Em cada um de nós existe uma espécie de memória do nosso peso e, de cada vez que há uma oscilação em torno do mesmo, depois de um período de contenção alimentar e aumento de exercício físico, por exemplo, o sistema esforça-se por repô-lo. «Há um forte impulso inconsciente para comer mais até que o individuo regressa ao ponto de partida.» Resultado: 90% das pessoas que perdem quilos através de dietas voltam a recuperá-los quando baixam a guarda.

Uma das culpadas pelo efeito ioiô é a hormona leptina. Produzida no tecido adiposo, esta hormona diz ao cérebro quanta gordura temos no corpo, permitindo que os níveis de tecido adiposo se mantenham constantes. Qualquer pessoa que já tenha feito uma dieta lutou contra o efeito «perverso» da leptina. Quando se perde peso, diminuem as células gordas e, consequentemente, o nível desta hormona, o que acaba por resultar numa maior vontade de comer coisas doces.

«A restrição alimentar torna-nos mais gulosos», esclarece Ana Domingos, 35 anos, cientista portuguesa que trabalha na equipa de Friedman. Tal como o seu mentor, Ana insiste na ideia de que o insucesso na luta contra o peso a mais não está relacionado com uma fraca força de vontade.
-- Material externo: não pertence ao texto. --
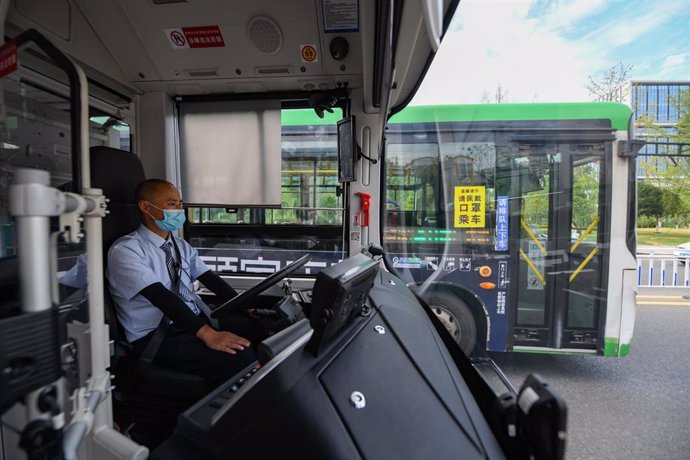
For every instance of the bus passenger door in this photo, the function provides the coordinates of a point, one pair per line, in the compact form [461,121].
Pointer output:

Pode haver razões biológicas e esta é uma delas. «Ainda há muita dificuldade em encarar os obesos como pacientes», lamenta a investigadora. A predileção pelo açúcar poderá também ser «culpa» da evolução. «O cérebro alimenta-se exclusivamente de glucose. Evoluímos para a detetar», nota a investigadora.
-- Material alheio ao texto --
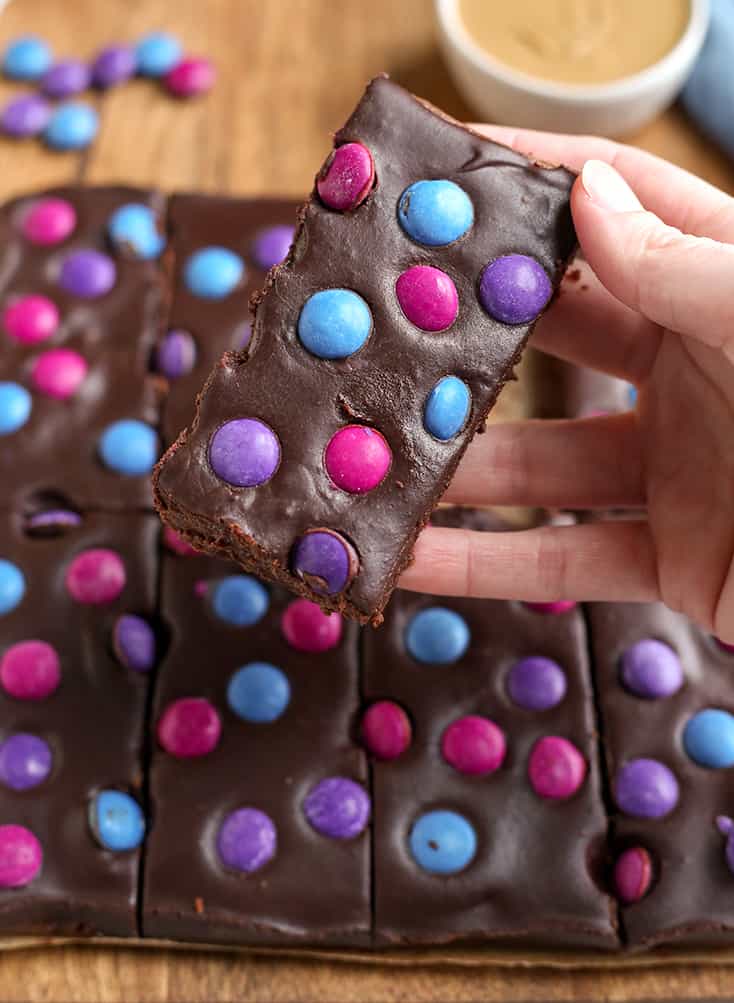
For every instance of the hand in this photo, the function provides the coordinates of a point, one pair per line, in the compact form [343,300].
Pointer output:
[659,312]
ENSAIOS CLÍNICOS EM PORTUGAL
Friedman foi o primeiro a perceber o papel da leptina no controlo do peso. Pessoas que nascem sem a capacidade de produzir esta hormona têm um apetite insaciável e são obesas desde os primeiros anos de vida. Nestes casos, raros, a substituição hormonal apresenta resultados «milagrosos». Os pacientes levam injeções da substância em falta e passam a conseguir moderar o apetite, atingindo o peso normal.
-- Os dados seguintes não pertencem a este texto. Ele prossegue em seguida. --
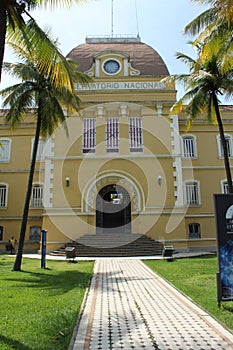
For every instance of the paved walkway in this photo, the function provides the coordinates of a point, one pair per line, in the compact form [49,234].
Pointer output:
[130,307]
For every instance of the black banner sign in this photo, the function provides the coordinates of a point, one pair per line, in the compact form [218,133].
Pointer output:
[224,225]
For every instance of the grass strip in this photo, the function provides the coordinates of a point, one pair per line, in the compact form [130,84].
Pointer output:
[39,307]
[196,278]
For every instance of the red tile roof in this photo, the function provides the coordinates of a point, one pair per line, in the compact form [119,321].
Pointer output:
[141,56]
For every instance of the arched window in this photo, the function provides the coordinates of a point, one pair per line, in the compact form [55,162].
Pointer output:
[189,146]
[3,195]
[192,193]
[5,150]
[40,149]
[228,139]
[1,233]
[112,135]
[224,186]
[194,231]
[89,135]
[37,196]
[135,134]
[35,232]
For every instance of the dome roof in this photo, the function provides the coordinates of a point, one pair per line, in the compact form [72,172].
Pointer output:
[141,56]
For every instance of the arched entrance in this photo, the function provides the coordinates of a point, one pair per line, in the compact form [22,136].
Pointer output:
[113,210]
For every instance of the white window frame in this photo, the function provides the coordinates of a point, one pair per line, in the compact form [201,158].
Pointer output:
[192,193]
[198,233]
[224,187]
[89,135]
[5,149]
[35,233]
[112,134]
[37,195]
[40,156]
[189,149]
[3,197]
[135,134]
[229,146]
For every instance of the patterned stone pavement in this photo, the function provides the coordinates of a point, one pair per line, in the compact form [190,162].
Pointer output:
[130,307]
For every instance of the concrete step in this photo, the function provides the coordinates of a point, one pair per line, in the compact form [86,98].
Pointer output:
[116,245]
Esta descoberta parecia a panaceia, a solução para o maior problema de saúde dos países desenvolvidos. Mas rapidamente os cientistas perceberam que nos obesos «comuns» até há excesso de leptina, só que o organismo tornou-se resistente aos seus efeitos [um processo biológico semelhante ao que acontece na diabetes, em que a insulina circula no sangue, mas deixa de atuar].

No entanto, quando ocorre diminuição dos níveis de leptina, durante uma mudança de regime alimentar ou após uma cirurgia bariátrica, a substituição hormonal faz sentido e poderá resultar.
«Nesta fase, as pessoas sofrem muito, e se lhes dermos leptina, torna-se mais fácil suportar a dieta», defende Ana Domingos, que desenvolveu os seus estudos em ratinhos. «Os doentes passam por uma imensidão de desafios, tanto no período pós-operatório como para o resto da sua vida, caso queiram mesmo deixar de ser obesos», reforça Leonor Manaças, médica do Hospital de São José, onde trata casos sérios de obesidade.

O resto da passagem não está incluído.